This checklist provides an overview of how to prepare and execute an internal audit review.
An internal audit review is the systematic process of analyzing a firm’s business and includes planning (also called a survey or preliminary review), fieldwork, an audit report and a follow-up review. The internal audit review is conducted to assess the firm’s compliance with laws and regulations, efficiency of operations (process, procedures), and progress toward key goals (including preserving and enhancing assets). The main aims of the internal audit review are to assess business operations, review progress toward business objectives, determine the reliability of financial and other operations, ensure that legal and regulatory requirements are met, identify the effectiveness of risk management activities, and deter fraud.

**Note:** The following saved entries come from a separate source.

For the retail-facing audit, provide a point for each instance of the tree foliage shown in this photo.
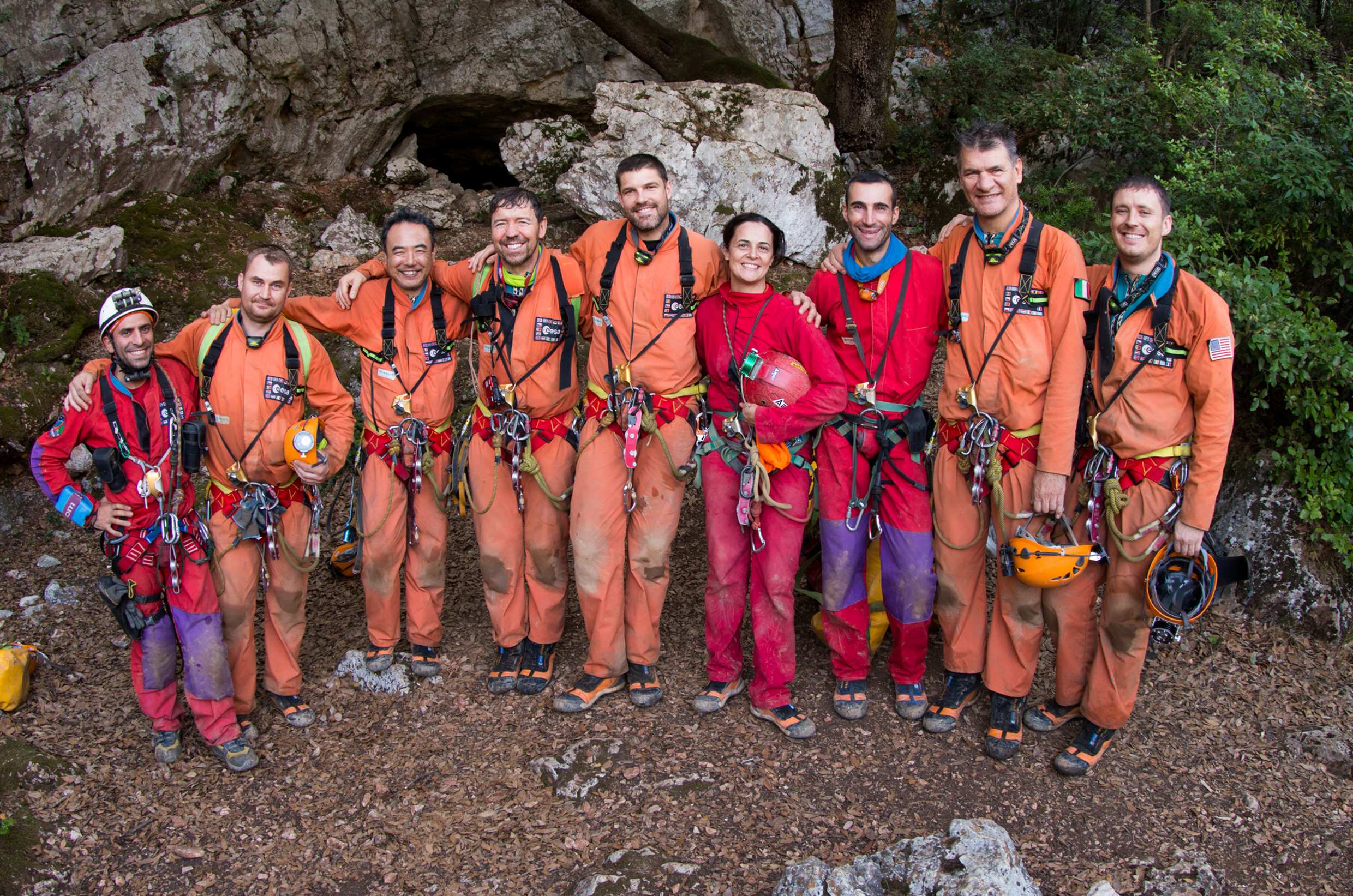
(1245, 111)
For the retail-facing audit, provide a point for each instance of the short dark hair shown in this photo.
(408, 215)
(1142, 182)
(984, 136)
(872, 178)
(777, 236)
(638, 163)
(272, 255)
(513, 197)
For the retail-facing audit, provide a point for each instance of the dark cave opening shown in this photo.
(459, 136)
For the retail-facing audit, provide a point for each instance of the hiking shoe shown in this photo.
(588, 690)
(537, 668)
(960, 693)
(294, 711)
(504, 676)
(1007, 727)
(716, 695)
(1050, 717)
(237, 754)
(1083, 753)
(644, 688)
(168, 746)
(791, 720)
(909, 700)
(379, 658)
(850, 701)
(423, 661)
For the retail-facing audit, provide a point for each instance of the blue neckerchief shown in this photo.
(672, 226)
(1153, 293)
(996, 239)
(418, 298)
(860, 274)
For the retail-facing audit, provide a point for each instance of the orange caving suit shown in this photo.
(621, 560)
(423, 367)
(248, 386)
(523, 554)
(1033, 382)
(1183, 397)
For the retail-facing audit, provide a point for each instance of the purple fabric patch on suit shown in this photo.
(843, 563)
(159, 654)
(206, 675)
(907, 563)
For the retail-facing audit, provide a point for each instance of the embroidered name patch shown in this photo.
(277, 389)
(673, 306)
(435, 354)
(550, 329)
(1145, 346)
(1034, 306)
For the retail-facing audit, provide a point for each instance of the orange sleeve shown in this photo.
(1067, 377)
(1207, 375)
(321, 313)
(331, 400)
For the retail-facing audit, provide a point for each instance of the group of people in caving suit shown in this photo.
(1083, 428)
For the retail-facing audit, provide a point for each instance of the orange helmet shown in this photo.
(303, 442)
(1038, 561)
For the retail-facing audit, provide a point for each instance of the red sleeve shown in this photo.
(826, 397)
(48, 464)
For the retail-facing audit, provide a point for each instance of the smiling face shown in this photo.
(750, 255)
(131, 340)
(646, 198)
(409, 255)
(516, 234)
(1140, 225)
(263, 290)
(870, 215)
(991, 182)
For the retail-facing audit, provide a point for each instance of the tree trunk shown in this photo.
(860, 80)
(674, 55)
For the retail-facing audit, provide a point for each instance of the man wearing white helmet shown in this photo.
(145, 451)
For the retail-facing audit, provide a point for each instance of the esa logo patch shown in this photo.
(1145, 346)
(436, 354)
(674, 306)
(277, 389)
(550, 329)
(1034, 305)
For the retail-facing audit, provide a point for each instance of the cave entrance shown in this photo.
(459, 136)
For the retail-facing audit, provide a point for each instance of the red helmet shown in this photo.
(773, 380)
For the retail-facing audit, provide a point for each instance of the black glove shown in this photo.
(118, 597)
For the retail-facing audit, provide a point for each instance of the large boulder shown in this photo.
(1291, 576)
(77, 259)
(727, 148)
(977, 858)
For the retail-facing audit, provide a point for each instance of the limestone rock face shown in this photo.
(727, 149)
(82, 257)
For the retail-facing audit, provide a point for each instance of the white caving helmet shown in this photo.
(119, 305)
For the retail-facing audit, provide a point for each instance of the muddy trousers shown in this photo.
(523, 554)
(191, 627)
(1100, 666)
(621, 560)
(285, 607)
(906, 560)
(386, 550)
(1008, 657)
(770, 576)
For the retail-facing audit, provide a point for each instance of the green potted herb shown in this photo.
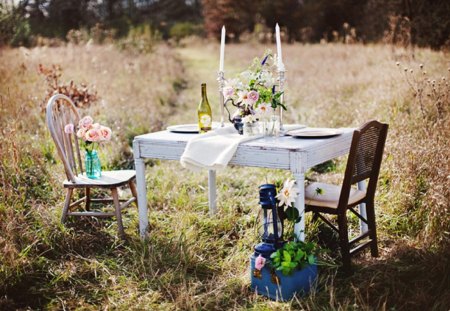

An internal audit review is a legal requirement for many firms, especially those which are publicly traded. Regulations such as Sarbanes–Oxley have increased the demand for internal auditors. The review is undertaken annually by appointed internal auditors. In general, an internal audit review committee is established which reports to the board of directors and the CEO. Internal auditors are hired. Currently, the internal audit profession is unregulated; however, the Institute of Internal Auditors (IIA) publishes standards and has more than 150,000 members in 165 countries.
Each firm has a unique auditing process. Auditors usually begin the planning process by gaining a detailed understanding of the firm and the objectives of the audit. Audit objectives can include: an assessment of management; verification of internal control procedures; assessment of the ability to respond to urgent market needs and events; improving risk management in the company; and assessing the skills of employees of the company and its training program.
At the fieldwork stage internal auditors examine all divisions of the firm, and across finance management, risk management, internal compliance control, and procedures and operations.
Following the fieldwork, the internal auditors prepare an initial report summarizing their findings. The draft is read by the firm’s leadership (e.g. CEO, board of directors) and is then finalized.
The final step, often one year after the audit report is completed, is a follow-up review. This review involves assessing the extent to which recommendations have been implemented.
An internal audit helps a firm to assess the state of its business.
Internal audit reports can lead to solid suggestions for business improvement.
Internal auditing helps to assess risk management policies and deter fraud.
Internal auditing can be an expensive process, beginning with recruiting talented internal auditors with high levels of professional experience and qualifications. A third party may provide an interim internal audit.
Recruit the right individuals as internal auditors. Obtain as much information from as many sources as you can before appointing these individuals. Consider the use of a third party for an interim internal audit.
Communicate your business plans and aims to auditors.
Allow the auditors transparency in examining documents and speaking with key staff.
Implement the suggestions made in the auditing report.
Dos and Don’ts
Invest in internal audit technology to improve the quality of the audit process.
Establish good communication between management and internal auditors. This helps both with the audit process and with the implementation of recommendations. · Even if an internal audit review is not a requirement for your firm, consider undertaking the process to assess and improve the business.
Don’t underestimate the need for proper training of directors and employees in order to help them to fulfill their duties.
As directors, do not ignore the recommendations made in the final internal audit report as doing so could adversely impact your firm.